Der eingewechselte und zuvor in zwei Spielen gesperrte Laurens Kruse erhöhte auf 4:1 (78.) nach Vorlage des guten Pjer Radojcic – und machte sich beim anschließenden Torjubel zum „Schuhputzer“ von HSC-Betreuer Heiner Heil. Lavdrim Jusufi stellte dann auf 5:1 (84.) und belohnte sich für eine gute Gesamtleistung. Ein schöner Distanzschuss des erst wenige Minuten zuvor ins Spiel gekommenen Maurice Niklas Adamsky zum 2:5 in der 89. Minute aus Sicht von Westfalia Wethmar bedeutete das Ende eines unterhaltsamen Kicks am Cappenberger See.

HSC-Trainer Claas Hoffmann: In der ersten Halbzeit gab es viel zu viele Fehlpässe. Es gab keine klaren Ideen oder gute Tiefenläufe. Das hatten wir im Vorfeld ganz anders besprochen. Wir hätten auch 1:3 oder gar 1:4 zurückliegen können. Wir haben den Spielern dann in der Pause eine klare Ansage gemacht. Statt hoher, langer Bälle in die Spitze wollten wir mehr über die Außen, insgesamt mehr über das spielerische Element kommen. Das ist uns gut gelungen. Insgesamt war es okay.

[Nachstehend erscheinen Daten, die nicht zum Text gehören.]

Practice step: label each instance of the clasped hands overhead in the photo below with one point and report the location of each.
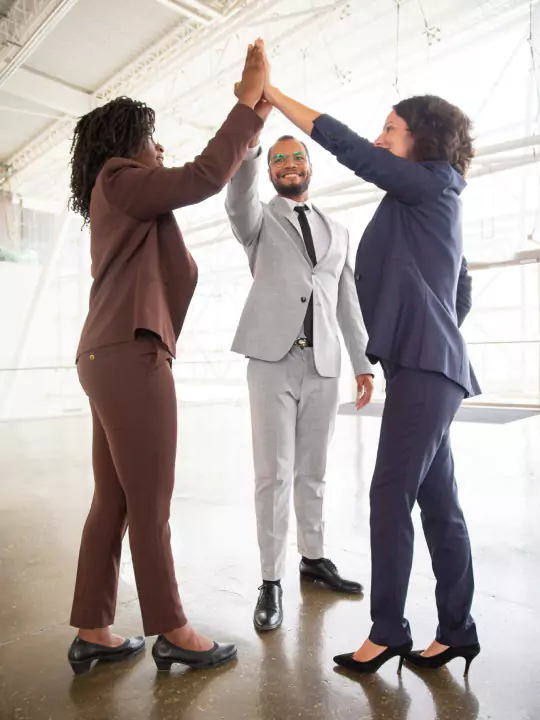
(255, 88)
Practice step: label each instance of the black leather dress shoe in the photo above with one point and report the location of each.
(166, 653)
(268, 613)
(82, 654)
(326, 572)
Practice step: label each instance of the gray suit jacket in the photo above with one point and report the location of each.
(284, 278)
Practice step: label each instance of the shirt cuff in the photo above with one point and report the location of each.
(252, 153)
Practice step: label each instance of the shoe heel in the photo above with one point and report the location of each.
(81, 667)
(163, 665)
(468, 662)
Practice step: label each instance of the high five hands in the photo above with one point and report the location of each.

Westfalia Wethmar: M. Adamsky, Strecker, Voß, Wehner, Jäger (81. N. Adamsky), Schöpf,  Markowski, Nagel, Sonnen (85. Mark), Jansen (85. Simsek), Osterholz.
HSC U23: Simon, Jusufi, Majewski, Schultze, Powilleit, Logah (61. Heubel), Radojcic, Heiß (69. Derichs), McLeod, You, Böcker (72. Kruse)
Tore: 1:0 Sonnen (13.). 1:1 Jusufi (47.), 1:2 Majewski (70.), 1:3 Böcker (73.), 1:4 Kruse (78.), 1:5 Jusufi (84.), 2:5 M. N. Adamsky (89.).

Bildzeile: Der Holzwickeder Seongsun You treibt hier den Ball auf das Tor von Wethmar.